Building a comprehensive set of Technical Indicators in Python for quantitative trading

Building a comprehensive set of Technical Indicators in Python for quantitative trading

The model discovers the hidden structure, patterns, or clusters in the data and provides insights or recommendations based on the data. This type of learning can be used for various tasks in technical analysis, such as clustering and dimensionality reduction. Clustering is the task of grouping similar inputs together based on their features, such as price movements, volatility, or trading volume. Dimensionality reduction is the task of reducing the number of features or variables in the data while preserving essential information or variation. Common unsupervised learning algorithms for technical analysis include k-means, hierarchical clustering, principal component analysis, and t-distributed stochastic neighbor embedding.

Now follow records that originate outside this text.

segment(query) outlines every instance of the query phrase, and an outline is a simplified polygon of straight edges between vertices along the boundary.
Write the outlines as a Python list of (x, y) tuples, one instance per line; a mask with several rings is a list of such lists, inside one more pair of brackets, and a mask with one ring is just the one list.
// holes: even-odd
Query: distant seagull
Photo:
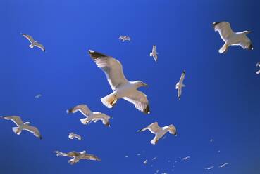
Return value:
[(144, 131), (147, 129), (150, 130), (151, 133), (155, 134), (154, 139), (151, 141), (151, 143), (153, 145), (156, 144), (158, 140), (161, 138), (162, 138), (167, 132), (169, 132), (171, 134), (177, 135), (176, 128), (173, 124), (161, 128), (158, 126), (157, 122), (154, 122), (145, 127), (144, 128), (139, 130), (138, 132)]
[(219, 167), (220, 167), (220, 168), (223, 168), (223, 167), (225, 167), (225, 166), (227, 166), (227, 165), (228, 165), (228, 164), (229, 164), (229, 163), (224, 163), (224, 164), (222, 164), (222, 165), (219, 166)]
[(119, 37), (119, 39), (122, 39), (122, 41), (124, 42), (125, 41), (129, 41), (130, 40), (130, 36), (120, 36)]
[(42, 97), (42, 94), (38, 94), (35, 96), (35, 98), (39, 98), (40, 97)]
[(74, 133), (70, 133), (69, 135), (68, 135), (68, 138), (71, 140), (73, 140), (74, 138), (77, 138), (78, 140), (81, 140), (82, 138), (81, 138), (80, 135), (78, 135), (78, 134), (75, 134)]
[(72, 151), (68, 153), (63, 153), (59, 151), (54, 151), (54, 153), (56, 153), (57, 156), (63, 156), (67, 157), (71, 157), (72, 159), (68, 161), (70, 164), (75, 164), (78, 163), (80, 159), (88, 159), (101, 161), (101, 159), (93, 154), (87, 154), (86, 151), (82, 151), (81, 152), (78, 152), (75, 151)]
[(38, 47), (41, 50), (42, 50), (43, 51), (45, 52), (45, 48), (43, 45), (42, 45), (41, 44), (39, 44), (38, 42), (38, 41), (35, 41), (35, 39), (33, 39), (33, 38), (26, 34), (21, 34), (25, 38), (26, 38), (27, 39), (28, 39), (28, 41), (31, 43), (31, 44), (29, 46), (30, 48), (33, 48), (34, 46)]
[(13, 128), (13, 131), (16, 134), (20, 135), (23, 130), (26, 130), (30, 133), (32, 133), (33, 135), (35, 135), (36, 137), (39, 138), (39, 139), (42, 139), (42, 137), (41, 134), (39, 133), (39, 130), (36, 127), (30, 126), (30, 122), (23, 123), (20, 116), (1, 116), (0, 118), (4, 119), (6, 120), (11, 120), (13, 123), (15, 123), (16, 126), (18, 126), (18, 127)]
[(121, 63), (116, 59), (89, 51), (91, 58), (97, 67), (106, 74), (106, 79), (113, 92), (101, 99), (102, 103), (108, 108), (112, 108), (119, 98), (135, 105), (135, 108), (145, 114), (149, 114), (149, 102), (147, 95), (137, 90), (142, 86), (147, 86), (142, 81), (128, 81), (123, 72)]
[(178, 91), (178, 98), (179, 100), (180, 100), (180, 96), (182, 95), (182, 88), (185, 87), (185, 85), (183, 84), (183, 80), (184, 80), (184, 78), (185, 77), (185, 74), (186, 74), (186, 71), (184, 70), (182, 73), (182, 75), (180, 76), (180, 79), (179, 81), (176, 83), (176, 86), (175, 86), (175, 88)]
[(230, 46), (240, 46), (243, 49), (253, 50), (253, 46), (247, 34), (250, 31), (234, 32), (228, 22), (213, 22), (213, 27), (215, 32), (218, 32), (225, 44), (219, 49), (218, 52), (222, 54), (228, 51)]
[(210, 167), (208, 167), (208, 168), (205, 168), (205, 170), (211, 170), (213, 168), (214, 168), (214, 166), (210, 166)]
[(87, 118), (81, 119), (80, 121), (82, 124), (87, 124), (94, 121), (96, 123), (99, 120), (102, 121), (103, 124), (110, 126), (109, 119), (111, 117), (99, 112), (92, 112), (86, 105), (79, 105), (67, 110), (67, 113), (75, 113), (80, 112)]
[(187, 159), (190, 159), (190, 156), (184, 157), (184, 158), (182, 159), (182, 160), (183, 160), (183, 161), (186, 161), (186, 160), (187, 160)]
[(157, 59), (158, 59), (158, 55), (159, 53), (156, 52), (156, 46), (153, 46), (153, 49), (151, 51), (151, 52), (150, 53), (150, 57), (153, 57), (155, 62), (157, 62)]

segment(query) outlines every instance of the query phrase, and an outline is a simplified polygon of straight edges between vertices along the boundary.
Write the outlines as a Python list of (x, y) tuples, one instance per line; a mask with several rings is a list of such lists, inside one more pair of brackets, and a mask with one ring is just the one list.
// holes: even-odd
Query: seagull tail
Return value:
[(112, 108), (118, 100), (116, 95), (111, 93), (101, 99), (102, 103), (108, 108)]

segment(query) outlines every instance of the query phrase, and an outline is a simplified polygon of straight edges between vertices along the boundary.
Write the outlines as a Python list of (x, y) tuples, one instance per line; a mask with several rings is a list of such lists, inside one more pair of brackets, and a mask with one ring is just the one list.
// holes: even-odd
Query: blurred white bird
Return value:
[(18, 127), (13, 127), (13, 131), (17, 134), (20, 135), (22, 133), (23, 130), (27, 130), (30, 133), (32, 133), (35, 136), (39, 138), (39, 139), (42, 139), (41, 134), (39, 133), (39, 130), (37, 128), (30, 126), (30, 122), (25, 122), (23, 123), (22, 119), (18, 116), (0, 116), (6, 120), (11, 120)]
[(156, 144), (158, 140), (161, 138), (162, 138), (167, 132), (169, 132), (171, 134), (177, 135), (176, 128), (173, 124), (161, 128), (158, 126), (157, 122), (154, 122), (145, 127), (144, 128), (139, 130), (138, 132), (144, 131), (146, 130), (149, 130), (151, 133), (155, 134), (154, 139), (151, 141), (151, 143), (152, 145)]
[(147, 95), (137, 90), (140, 87), (147, 86), (147, 84), (141, 81), (128, 81), (118, 60), (94, 51), (89, 51), (89, 53), (97, 67), (104, 72), (113, 90), (112, 93), (101, 99), (105, 106), (112, 108), (118, 99), (123, 98), (134, 104), (137, 109), (145, 114), (150, 113)]
[(38, 42), (38, 41), (35, 41), (35, 39), (33, 39), (33, 38), (26, 34), (22, 33), (21, 34), (25, 38), (26, 38), (27, 39), (28, 39), (28, 41), (31, 43), (31, 44), (29, 46), (30, 48), (33, 48), (34, 46), (38, 47), (41, 50), (42, 50), (43, 51), (45, 52), (45, 48), (43, 45), (42, 45), (41, 44), (39, 44)]
[(179, 81), (176, 83), (176, 86), (175, 86), (175, 88), (177, 89), (177, 91), (178, 91), (178, 98), (179, 100), (180, 100), (180, 96), (182, 95), (182, 88), (185, 87), (185, 85), (183, 84), (183, 80), (184, 80), (184, 78), (185, 77), (185, 74), (186, 74), (186, 71), (184, 70), (180, 76), (180, 79)]
[(82, 140), (82, 138), (80, 135), (78, 135), (78, 134), (75, 134), (74, 133), (70, 133), (69, 135), (68, 135), (68, 138), (71, 140), (73, 140), (74, 138), (77, 138), (78, 140)]
[(156, 46), (153, 46), (153, 49), (151, 51), (151, 52), (150, 53), (150, 56), (153, 57), (155, 62), (157, 62), (157, 59), (158, 59), (158, 55), (159, 53), (156, 52)]
[(222, 54), (228, 51), (230, 46), (240, 46), (243, 49), (253, 50), (253, 46), (247, 34), (250, 31), (234, 32), (228, 22), (213, 22), (213, 27), (216, 32), (218, 32), (225, 44), (219, 49), (218, 52)]
[(124, 42), (125, 41), (129, 41), (130, 40), (130, 36), (120, 36), (119, 37), (119, 39), (122, 39), (122, 42)]
[(92, 112), (86, 105), (79, 105), (70, 109), (67, 110), (67, 113), (75, 113), (78, 111), (80, 112), (87, 118), (80, 119), (80, 121), (82, 124), (90, 123), (92, 121), (96, 123), (99, 120), (102, 121), (103, 124), (110, 126), (109, 119), (111, 116), (106, 115), (101, 112)]
[(97, 157), (96, 156), (93, 154), (87, 154), (86, 151), (82, 151), (81, 152), (71, 151), (68, 153), (63, 153), (63, 152), (60, 152), (59, 151), (54, 151), (54, 152), (56, 153), (57, 156), (63, 156), (73, 158), (72, 159), (70, 159), (68, 161), (68, 162), (70, 164), (75, 164), (76, 163), (78, 163), (80, 159), (88, 159), (88, 160), (98, 161), (101, 161), (99, 158)]

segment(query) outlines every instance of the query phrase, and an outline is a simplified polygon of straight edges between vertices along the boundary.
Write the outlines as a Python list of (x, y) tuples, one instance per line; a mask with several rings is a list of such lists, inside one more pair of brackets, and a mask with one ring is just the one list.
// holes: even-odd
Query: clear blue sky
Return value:
[[(44, 138), (27, 132), (16, 135), (13, 123), (1, 120), (0, 173), (144, 174), (158, 169), (259, 173), (259, 4), (252, 0), (0, 1), (0, 114), (20, 116), (37, 126)], [(223, 43), (211, 23), (223, 20), (234, 31), (253, 31), (249, 36), (254, 51), (231, 47), (220, 55)], [(30, 49), (20, 32), (42, 43), (47, 53)], [(120, 42), (120, 35), (131, 41)], [(149, 56), (153, 44), (158, 63)], [(141, 91), (149, 100), (150, 115), (123, 100), (112, 109), (102, 105), (100, 98), (111, 89), (88, 49), (118, 58), (129, 80), (149, 85)], [(175, 85), (184, 69), (187, 87), (179, 101)], [(35, 99), (39, 93), (42, 97)], [(78, 104), (112, 116), (111, 127), (99, 122), (84, 126), (80, 113), (68, 115), (66, 110)], [(154, 121), (174, 124), (178, 136), (167, 135), (151, 145), (153, 135), (136, 130)], [(84, 140), (69, 140), (70, 131)], [(54, 150), (87, 150), (102, 161), (70, 166), (68, 158), (56, 156)], [(173, 161), (187, 156), (191, 159), (176, 163), (172, 173)], [(230, 165), (218, 168), (225, 162)], [(215, 168), (204, 170), (211, 166)]]

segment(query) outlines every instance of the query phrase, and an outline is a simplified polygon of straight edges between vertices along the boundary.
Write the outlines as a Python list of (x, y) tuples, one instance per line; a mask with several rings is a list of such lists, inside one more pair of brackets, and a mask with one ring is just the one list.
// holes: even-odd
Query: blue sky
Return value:
[[(260, 171), (257, 1), (2, 0), (0, 6), (0, 114), (20, 116), (37, 126), (44, 138), (27, 132), (16, 135), (13, 123), (1, 121), (0, 173)], [(223, 43), (211, 23), (223, 20), (234, 31), (252, 31), (254, 51), (233, 46), (220, 55)], [(21, 32), (42, 43), (47, 53), (30, 49)], [(120, 42), (120, 35), (131, 41)], [(158, 63), (149, 56), (154, 44)], [(149, 84), (140, 90), (149, 100), (151, 114), (123, 100), (111, 109), (102, 105), (100, 98), (111, 89), (88, 49), (116, 58), (127, 79)], [(178, 100), (175, 85), (184, 69), (187, 87)], [(42, 97), (35, 99), (39, 93)], [(111, 127), (84, 126), (80, 113), (66, 113), (78, 104), (112, 116)], [(178, 137), (167, 135), (151, 145), (153, 135), (136, 130), (154, 121), (174, 124)], [(69, 140), (70, 131), (84, 140)], [(56, 157), (54, 150), (87, 150), (102, 161), (70, 166), (69, 159)], [(187, 156), (189, 161), (174, 163)], [(230, 165), (218, 168), (225, 162)], [(204, 170), (211, 166), (215, 168)]]

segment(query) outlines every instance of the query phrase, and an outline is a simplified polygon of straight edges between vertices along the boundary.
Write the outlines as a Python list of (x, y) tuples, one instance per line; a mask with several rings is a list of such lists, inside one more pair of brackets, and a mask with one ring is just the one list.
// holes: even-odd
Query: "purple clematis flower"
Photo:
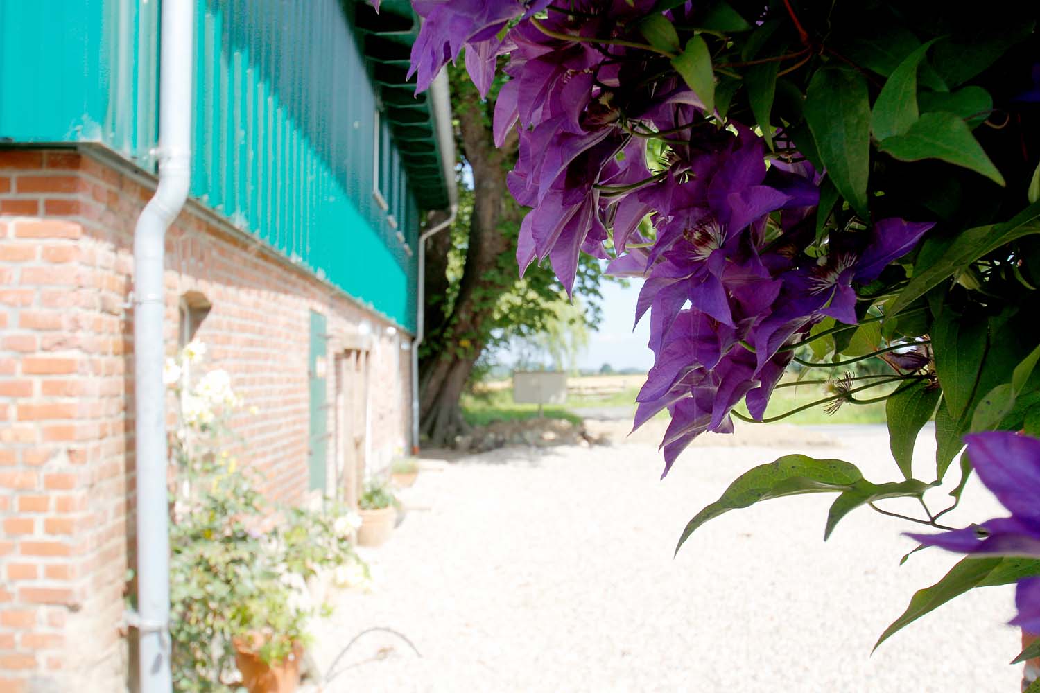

Whether you’re an experienced trader looking to automate your trading strategies or a beginner interested in learning quantitative trading, this book will be a valuable resource. As defined above, a slow ATR represents 5 days moving average and fast ATR represents 15 days moving average. Using pandas datareader for Yahoo finance database, I extract daily Apple and Netflix stock data from January 1990 to today.

Trend-Following Strategy

The LSTM algorithm has the ability to store historical information and is widely used in stock price prediction (Heaton et al. 2016). The research has successfully developed and tested a stock price prediction model that uses a combination of technical analysis techniques and machine learning methods. The results show that the proposed model is more accurate than traditional methods, especially in the face of high market volatility. The findings emphasize that the integration between technical data and machine learning algorithms not only improves prediction accuracy, but also provides a deeper understanding of stock market dynamics. Although time series and large language models operate under different dynamics (Tan et al. 2024), conventional methods of deep learning often underperform in complicated and noise-filled environments such as the stock market.

Parameters tuning

In addition, data from that year is generally complete and includes various trends and relevant economic events, thus providing a more representative picture of stock market dynamics in regular situations. Rule-based machine learning (RBML) is a branch of machine learning that automatically discovers and learns ‘rules’ from data. It provides interpretable models, making it useful for decision-making in fields like healthcare, fraud detection, and cybersecurity. Key RBML techniques includes learning classifier systems,99 association rule learning,100 artificial immune systems,101 and other similar models. Despite these challenges, our proposed CNN-based model demonstrates better performance than the constant price method.

Integration of Technical Analysis and Machine Learning to Improve Stock Price Prediction Accuracy

At the top, the time series graph of the closing price provides an overview of the trend and pattern of price movements over time. Meanwhile, the ACF and PACF graphs at the bottom show machine learning technical analysis the correlation between the current price and prices at various lags. The slowly decreasing ACF pattern suggests an element of dependence or persistence in the stock price, which is often found in financial data. Then Figure 5 shows the trend and stationarity in stock prices through a scatter plot comparing today’s closing price with the previous day’s closing price.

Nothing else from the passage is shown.